İsmail Bey Gaspıralı fikirlerini ortaya koyabileceği Türkçe bir yayın organına ihtiyaç duymaktaydı. Resmî müracaatlarının sonuçsuz kalması üzerine, Tiflis'de Tonguç, Şafak, gibi değişik adlarla bir kaç sayfadan ibaret dizi yayınlar bastırdı. Bu “bir seferlik” gazeteler arka arkaya yayınlandıkları için fiilen süreli yayın olmakla birlikte, resmî izin gerektirmediğinden teoride münferit yayınlar şeklinde basılmıştı.

Çarlık rejiminden Türkçe süreli bir yayın izni alabilmek için uzun ve bıktırıcı teşebbüslerini sürdürdü. Diğer yandan Saint Petersburg, Moskova ve İdil-Ural bölgesine seyahatlar yaparak destek ve Arap harfleri ile baskı yapabilecek matbaa malzemelerini arıyordu.

Gaspıralı, en sonunda uzun süredir beklediği izni almayı başardı. Ancak, gazete iki dilde,Tatarca ve Rusça yayınlanabilecekti. Gazetesinin ilk sayısını, Bahçesaray'da kurduğu matbaasında 22 Nisan 1883’de bastı. Tercüman Kırım'da neşredilen ilk Tatar gazetesiydi ve Rusya İmparatorluğu'ndaki Müslümanlar arasında yayınlanmış ve yayınlanacak gazeteler arasında da en uzun ömürlüsü ve hiç şüphesiz en tesirlisi olacaktı. Başlangıçta Tercüman'ın tirajı yalnızca 300 olup, haftada bir kere yayımlanmaktaydı. Ekim 1903'den itibaren haftada iki gün çıkmaya başlayan Tercüman, 1912'den sonra günlük oldu.
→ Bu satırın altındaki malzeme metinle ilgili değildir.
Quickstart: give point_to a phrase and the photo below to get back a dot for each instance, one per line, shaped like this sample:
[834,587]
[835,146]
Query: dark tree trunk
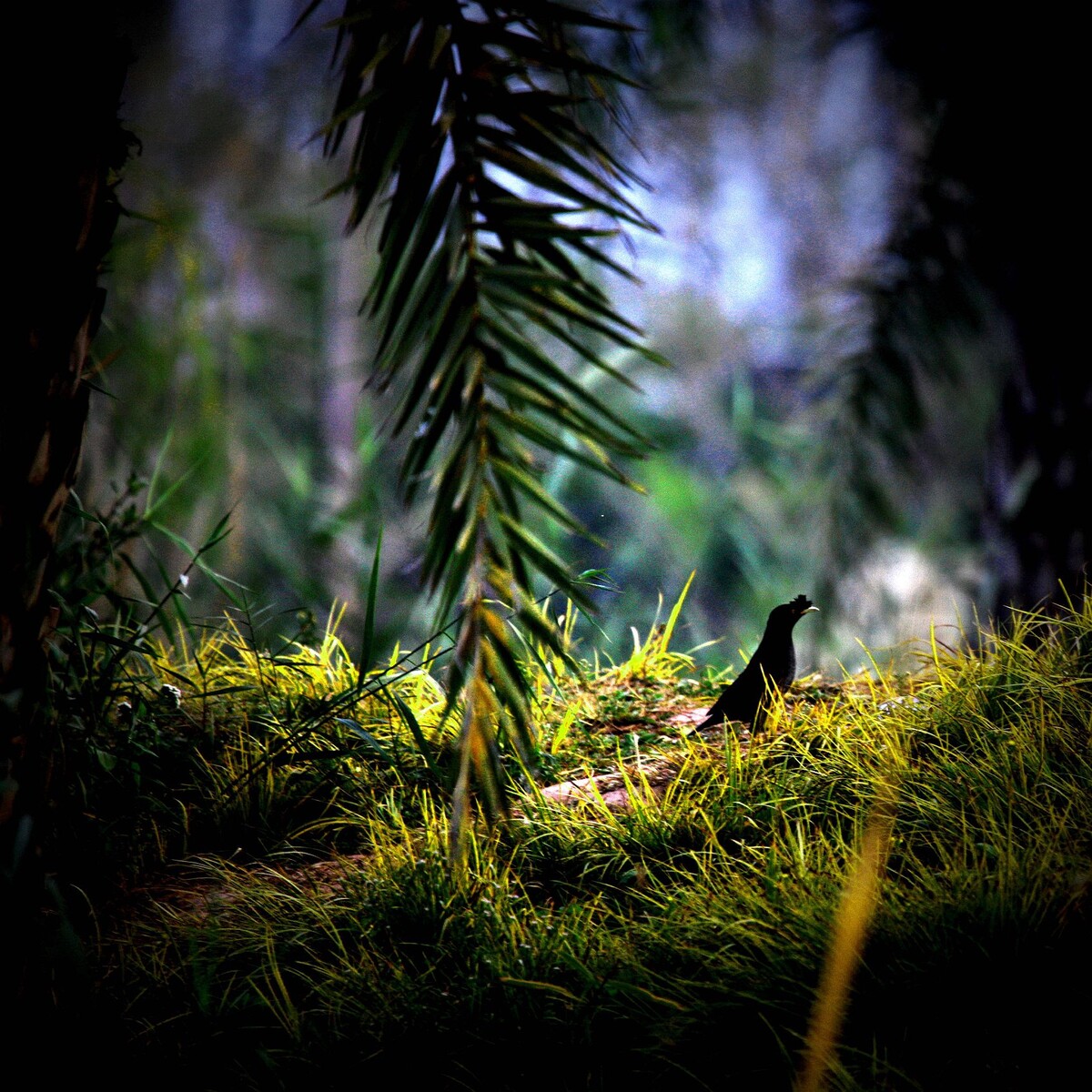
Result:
[66,147]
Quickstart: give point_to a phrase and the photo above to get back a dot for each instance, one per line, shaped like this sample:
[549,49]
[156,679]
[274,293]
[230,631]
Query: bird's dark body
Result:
[773,667]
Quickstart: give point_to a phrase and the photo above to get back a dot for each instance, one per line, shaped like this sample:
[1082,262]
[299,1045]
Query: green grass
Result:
[290,916]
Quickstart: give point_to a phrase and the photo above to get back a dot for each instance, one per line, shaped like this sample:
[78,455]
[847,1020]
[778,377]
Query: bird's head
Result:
[790,614]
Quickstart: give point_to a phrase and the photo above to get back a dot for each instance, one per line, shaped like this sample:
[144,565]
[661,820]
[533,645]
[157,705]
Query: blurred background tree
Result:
[852,410]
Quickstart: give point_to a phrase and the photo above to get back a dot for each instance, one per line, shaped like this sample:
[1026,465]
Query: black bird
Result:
[773,667]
Ancak, Tercüman'ın gerçek önemi ve etkisi tirajının çok ötesindeydi. Bir kere, Tercüman Kırım'da yayınlanan ilk Türkçe gazete olduğu gibi, bütün Rusya Müslümanları arasında Türk dilindeki ancak üçüncü gazeteydi. (Taşkent'de yayınlanan resmî Türkistan Vilâyeti'niñ Gazeti hariç tutulursa) diğerlerinin kısa sürede kapanmalarıyla uzun süre Tercüman Rusya İmparatorluğu dahilindeki tek Türk ve Müslüman gazetesi olarak kalacaktı.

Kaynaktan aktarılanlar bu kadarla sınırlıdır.